Attention allocation and task representation during joint action planning
2014
We investigated whether people take into account an interaction partner's attentional focus and whether they represent in advance their partner's part of the task when planning to engage in a synchronous joint action. The experiment involved two participants planning and performing joint actions (i.e., synchronously lifting and clinking glasses), unimanual individual actions (i.e., lifting and moving a glass as if clinking with another person), and bimanual individual actions. EEG was recorded from one of the participants. We employed a choice reaction paradigm where a visual cue indicated the type of action to be planned, followed 1.5 sec later by a visual go stimulus, prompting the participants to act.
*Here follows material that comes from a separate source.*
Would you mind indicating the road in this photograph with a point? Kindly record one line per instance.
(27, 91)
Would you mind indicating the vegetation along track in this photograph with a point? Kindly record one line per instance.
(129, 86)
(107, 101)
We studied attention allocation processes by examining two lateralized EEG components, namely the anterior directing attention negativity and the late directing attention positivity. Action planning processes were examined using the late contingent negative variation and the movement-related potential. The results show that early stages of joint action planning involve dividing attention between locations in space relevant for one's own part of the joint action and locations relevant for one's partner's part of the joint action. At later stages of joint action planning, participants represented in advance their partner's upcoming action in addition to their own action, although not at an effector-specific level. Our study provides electrophysiological evidence supporting the operation of attention sharing processes and predictive self/other action representation during the planning phase of a synchronous joint task.